It was a warm summer night and the end of my week-long visit to Matt in Montana. I was so ticked. Twelve hours I drove from Wyoming to visit him, with sure confidence of receiving an engagement ring during the week. My hopes were crushed during an afternoon stroll through a pawn shop, though, when we casually looked at wedding rings and he said, "When I get you a ring it won't look like that." Hmmph. On our last night together he took me for dinner, but the poor man had yet to learn the ways of a woman who has waited too long to eat. Not knowing my engagement ring was tucked in his pocket, I made him stop at a gas station to get me a snack. Now he was ticked. Despite that rough start to our evening, at the top of a ski slope overlooking the Flathead Valley, he proposed.
And then I was useless. After three eternally long years of dating I finally had a ring. And I couldn't see anything else. I went back to work at the grocery store in Wyoming and scanned soup --aah, my ring --scanned broccoli --aah, my ring --scanned deli meat ---aah, my ring. When you finally get what you've always wanted it makes you smile when you shouldn't be smiling.
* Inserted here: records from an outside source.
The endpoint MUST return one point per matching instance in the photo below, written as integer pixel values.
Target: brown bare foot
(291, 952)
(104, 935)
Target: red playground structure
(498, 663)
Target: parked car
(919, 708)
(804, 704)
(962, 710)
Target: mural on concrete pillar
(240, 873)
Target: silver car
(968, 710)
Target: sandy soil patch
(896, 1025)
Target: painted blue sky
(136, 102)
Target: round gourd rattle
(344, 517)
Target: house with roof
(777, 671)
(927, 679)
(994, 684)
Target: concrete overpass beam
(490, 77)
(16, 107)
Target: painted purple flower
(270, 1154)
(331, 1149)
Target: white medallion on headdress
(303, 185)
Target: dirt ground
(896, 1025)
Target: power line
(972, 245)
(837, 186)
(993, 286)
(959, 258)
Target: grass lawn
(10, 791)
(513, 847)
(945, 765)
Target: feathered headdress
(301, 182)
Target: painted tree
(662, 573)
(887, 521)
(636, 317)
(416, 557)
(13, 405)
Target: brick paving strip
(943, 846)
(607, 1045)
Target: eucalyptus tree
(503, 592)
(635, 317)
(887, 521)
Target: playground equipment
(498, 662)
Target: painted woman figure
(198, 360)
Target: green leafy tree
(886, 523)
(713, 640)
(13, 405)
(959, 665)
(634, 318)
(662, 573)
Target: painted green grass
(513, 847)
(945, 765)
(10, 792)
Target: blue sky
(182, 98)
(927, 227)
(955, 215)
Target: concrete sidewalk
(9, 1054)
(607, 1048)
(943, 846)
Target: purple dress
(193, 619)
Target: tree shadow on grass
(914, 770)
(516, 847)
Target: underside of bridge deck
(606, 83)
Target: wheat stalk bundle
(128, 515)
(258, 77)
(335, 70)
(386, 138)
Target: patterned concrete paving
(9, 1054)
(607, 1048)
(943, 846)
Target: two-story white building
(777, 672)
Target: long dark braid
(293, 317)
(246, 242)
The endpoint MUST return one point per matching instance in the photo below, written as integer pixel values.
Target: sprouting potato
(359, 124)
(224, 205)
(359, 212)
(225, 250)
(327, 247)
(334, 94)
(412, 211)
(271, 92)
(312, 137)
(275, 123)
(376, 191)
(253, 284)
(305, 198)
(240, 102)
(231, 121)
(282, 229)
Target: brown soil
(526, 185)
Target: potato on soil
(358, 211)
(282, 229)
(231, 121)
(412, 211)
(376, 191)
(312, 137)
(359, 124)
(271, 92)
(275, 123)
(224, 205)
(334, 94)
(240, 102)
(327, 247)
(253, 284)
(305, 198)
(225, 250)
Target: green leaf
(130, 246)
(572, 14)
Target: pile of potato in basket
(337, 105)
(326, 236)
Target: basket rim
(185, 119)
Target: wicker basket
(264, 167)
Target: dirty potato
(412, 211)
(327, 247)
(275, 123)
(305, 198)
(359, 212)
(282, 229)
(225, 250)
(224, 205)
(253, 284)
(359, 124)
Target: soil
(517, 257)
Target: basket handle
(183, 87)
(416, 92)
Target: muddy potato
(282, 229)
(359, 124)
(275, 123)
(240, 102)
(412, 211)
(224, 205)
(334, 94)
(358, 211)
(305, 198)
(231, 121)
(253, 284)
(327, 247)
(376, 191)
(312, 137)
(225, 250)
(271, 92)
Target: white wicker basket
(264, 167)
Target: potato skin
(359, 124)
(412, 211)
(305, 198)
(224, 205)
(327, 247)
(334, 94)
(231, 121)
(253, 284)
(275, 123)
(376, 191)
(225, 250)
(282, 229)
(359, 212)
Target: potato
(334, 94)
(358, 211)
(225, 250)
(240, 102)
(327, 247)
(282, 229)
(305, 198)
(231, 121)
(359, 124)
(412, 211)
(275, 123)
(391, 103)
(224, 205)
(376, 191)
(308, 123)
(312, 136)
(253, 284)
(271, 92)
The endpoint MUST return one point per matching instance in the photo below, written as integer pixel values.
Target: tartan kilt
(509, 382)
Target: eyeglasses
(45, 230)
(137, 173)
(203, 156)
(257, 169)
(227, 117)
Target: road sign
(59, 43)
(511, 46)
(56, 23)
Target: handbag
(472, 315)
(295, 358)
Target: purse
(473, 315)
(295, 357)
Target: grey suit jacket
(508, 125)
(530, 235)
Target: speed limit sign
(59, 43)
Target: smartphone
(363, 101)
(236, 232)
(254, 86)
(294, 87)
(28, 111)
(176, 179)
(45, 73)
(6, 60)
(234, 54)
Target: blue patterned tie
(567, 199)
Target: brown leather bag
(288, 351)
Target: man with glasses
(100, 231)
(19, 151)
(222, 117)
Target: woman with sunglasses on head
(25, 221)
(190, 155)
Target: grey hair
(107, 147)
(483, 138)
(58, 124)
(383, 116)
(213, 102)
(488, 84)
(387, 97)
It's happening more frequently. Bouts of incapacitating joy. It comes immediately after I've done something that I know makes God happy. And that makes me happy. Bill Hybels says it's "sensing God's smile on your life" when you've been obedient. In the last 24 hours I somehow managed to do several things in a row that I know are exactly what pleases God. And I was useless all day. I kept finding myself staring off into space, reliving my moments of obedience, the same way I stared at my engagement ring and tried to relive over and over the moment when Matt opened the little velvet box.